When tragedies happen, people always say “nothing can prepare you for this”.  I don’t think they mean the actual tragic occurance however.  After all, there are fire drills, and earthquake drills, and books and courses on emergency preparedness.  So really, there doesn’t seem to be a lack of trying to prepare for every possible horror anyway.  I’m fairly certain I’ve even heard about books that will prepare you to handle a zombie attack.  So, can we honestly say, in the face of some traumatic event that “nothing” can prepare us for it?  No.  But I think I’ve figured out what people are truly saying in that phrase.  It’s not that we aren’t prepared, practically speaking.  It’s that we aren’t prepared emotionally.  Of course, dealing with the reality of a trauma, even one that you may have practiced for a dozen times, like say, a fire, is bound to be far far worse than any amount of planning  could have anticipated.  So while you may manage to escape the fire because you spent years rehearsing your exit route, you couldn’t possibly practice an exit from the emotional aftermath.
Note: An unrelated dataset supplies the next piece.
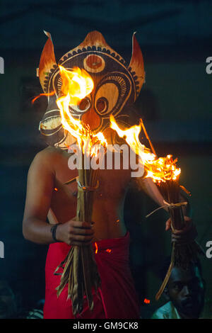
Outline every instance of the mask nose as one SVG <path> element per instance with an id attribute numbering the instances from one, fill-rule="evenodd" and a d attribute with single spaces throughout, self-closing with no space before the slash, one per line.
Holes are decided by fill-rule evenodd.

What about the smaller, quieter, more personal traumas though?  These you can’t  rehearse ahead of time, because you can’t even conceive of their possibility.  Loss.  Lonliness.  Depression.  No one anticipates these things occuring.  These are the fires and destruction that occur within.  Sure, there are books that can help you deal with it after the fact.  And at a certain point you may even see these things coming, so you might try to head them off somehow.  But when they hit you, it’s always far worse than you can imagine. 

My marriage is in trouble.  I could go buy every book in the self-help section, but my emotions have already overwhelmed me.  I feel hopelessly lost.  The person I wish to lean on most is turning a deaf ear.  I could scream (and I have) but that only gives me a sore throat.  There is neither death nor destruction around me.  Buildings have not crumbled.  Smoke is not rising (only figuratively).  I certainly cannot compare my pain to that of anyone experiencing the heart-wrenching tragedies of shared loss, like those poor souls in Japan.    I pray I never have to know what that sort of pain feels like.   Nevertheless, I’m suffering.  My marriage is my life’s anchor.  I won’t insert some lame Titanic methaphor here, but forgive me when I say, I have been watching a sinking ship for several months  now and I’m terrified. 

Nothing could have prepared me for this.